Of Human Loneliness

Anna Evans


Als das Kind, Kind war, the child knows
There are many solitudes, but as he grows
They merge into one paper read on a train,
Rustling through the silence and the evening rain.

Despite the commuters desperate retreat
Their elbows, thighs and briefcases meet.
Yet that hard girl with the urchin cut
And the scarlet suit is anywhere but
There, as the forest closes in, alive, black,
Howlings and rattlings behind her back.
If there were a place for her, a place to sit
And read Cosmopolitan and be cocooned by it,
She'd have no need to listen to the rain
Or die of jungle fever in a rush hour train.
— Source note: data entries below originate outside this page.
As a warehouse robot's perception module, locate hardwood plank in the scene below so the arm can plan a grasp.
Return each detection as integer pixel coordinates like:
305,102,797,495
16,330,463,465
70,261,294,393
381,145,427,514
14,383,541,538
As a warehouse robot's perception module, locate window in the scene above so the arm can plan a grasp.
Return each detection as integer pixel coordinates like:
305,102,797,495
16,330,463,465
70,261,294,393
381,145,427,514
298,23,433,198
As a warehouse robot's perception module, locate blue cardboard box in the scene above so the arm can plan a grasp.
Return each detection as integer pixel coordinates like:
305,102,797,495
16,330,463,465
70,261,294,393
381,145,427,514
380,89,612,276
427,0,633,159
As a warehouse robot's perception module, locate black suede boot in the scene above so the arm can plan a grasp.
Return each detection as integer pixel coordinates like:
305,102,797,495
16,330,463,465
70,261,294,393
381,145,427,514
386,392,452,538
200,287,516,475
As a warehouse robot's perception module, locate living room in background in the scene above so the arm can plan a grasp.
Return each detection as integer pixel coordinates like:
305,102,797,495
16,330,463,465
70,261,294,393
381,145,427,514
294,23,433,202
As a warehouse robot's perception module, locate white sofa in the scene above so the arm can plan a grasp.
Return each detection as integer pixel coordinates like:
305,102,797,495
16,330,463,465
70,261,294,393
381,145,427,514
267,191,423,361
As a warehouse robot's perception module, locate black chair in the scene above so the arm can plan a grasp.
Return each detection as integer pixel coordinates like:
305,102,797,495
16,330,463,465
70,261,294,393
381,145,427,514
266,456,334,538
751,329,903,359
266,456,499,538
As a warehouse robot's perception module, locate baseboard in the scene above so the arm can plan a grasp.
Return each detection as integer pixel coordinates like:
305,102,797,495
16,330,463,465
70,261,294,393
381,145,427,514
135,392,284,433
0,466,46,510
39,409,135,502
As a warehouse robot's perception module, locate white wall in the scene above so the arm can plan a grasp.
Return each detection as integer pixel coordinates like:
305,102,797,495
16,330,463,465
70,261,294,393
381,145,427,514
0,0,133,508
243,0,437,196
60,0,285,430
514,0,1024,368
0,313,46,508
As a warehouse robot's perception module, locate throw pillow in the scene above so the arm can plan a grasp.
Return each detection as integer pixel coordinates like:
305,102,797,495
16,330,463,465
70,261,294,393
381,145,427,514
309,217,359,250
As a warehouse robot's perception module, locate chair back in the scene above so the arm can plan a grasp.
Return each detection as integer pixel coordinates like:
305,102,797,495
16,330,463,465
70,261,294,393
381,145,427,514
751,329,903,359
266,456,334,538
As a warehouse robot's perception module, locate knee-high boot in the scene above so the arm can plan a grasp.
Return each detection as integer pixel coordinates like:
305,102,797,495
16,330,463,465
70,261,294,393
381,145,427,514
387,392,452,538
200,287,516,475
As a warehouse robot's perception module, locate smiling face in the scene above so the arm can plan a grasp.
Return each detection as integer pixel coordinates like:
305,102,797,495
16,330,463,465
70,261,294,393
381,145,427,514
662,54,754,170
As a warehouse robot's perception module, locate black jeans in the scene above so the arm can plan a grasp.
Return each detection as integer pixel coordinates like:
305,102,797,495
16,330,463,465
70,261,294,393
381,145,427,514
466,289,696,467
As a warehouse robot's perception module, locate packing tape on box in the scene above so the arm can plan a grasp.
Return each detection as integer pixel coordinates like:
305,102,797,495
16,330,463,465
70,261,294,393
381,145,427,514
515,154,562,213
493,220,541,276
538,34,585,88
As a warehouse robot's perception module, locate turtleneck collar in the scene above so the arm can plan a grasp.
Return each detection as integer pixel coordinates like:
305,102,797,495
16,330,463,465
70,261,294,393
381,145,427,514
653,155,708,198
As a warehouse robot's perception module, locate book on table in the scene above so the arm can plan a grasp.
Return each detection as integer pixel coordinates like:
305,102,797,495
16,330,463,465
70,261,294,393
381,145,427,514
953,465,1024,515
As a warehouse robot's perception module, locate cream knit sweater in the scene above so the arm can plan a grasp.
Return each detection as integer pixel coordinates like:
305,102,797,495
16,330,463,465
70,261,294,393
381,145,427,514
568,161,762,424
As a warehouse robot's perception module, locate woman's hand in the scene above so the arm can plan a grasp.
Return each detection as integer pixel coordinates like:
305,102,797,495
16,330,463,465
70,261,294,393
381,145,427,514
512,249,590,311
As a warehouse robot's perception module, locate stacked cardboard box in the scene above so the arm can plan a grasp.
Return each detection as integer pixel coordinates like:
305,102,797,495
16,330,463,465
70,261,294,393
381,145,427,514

A man sitting down, wearing striped shirt and braces
Funnily enough, doesn't offer to change places.
He's thinking of his lover who's gone back into jeans
And returned his credit cards. Don't ask him what it means.
He only knows the flat seems bigger now that she's gone.
She took her books but left the TV so he turns it on.

Old woman clutching shopping bag to wrinkled knee
Looks forward to the bread and jam she's having for her tea.
Her only son, in Surrey, wouldn't think to telephone.
She's got her cat, and anyway, he is just as alone.
On quiet Winter nights he sometimes gets bored
He talks to his wife, who, used to being ignored
Gets nervous and goes to finish off the chocolate cake
And biscuits. These days she can't seem to make
Herself stop, but she knows how to make herself sick.
When her husband goes off down to the pub for a quick
One, he sees the train flash past then stares into space,
Feels suddenly old, and knows he hates this place.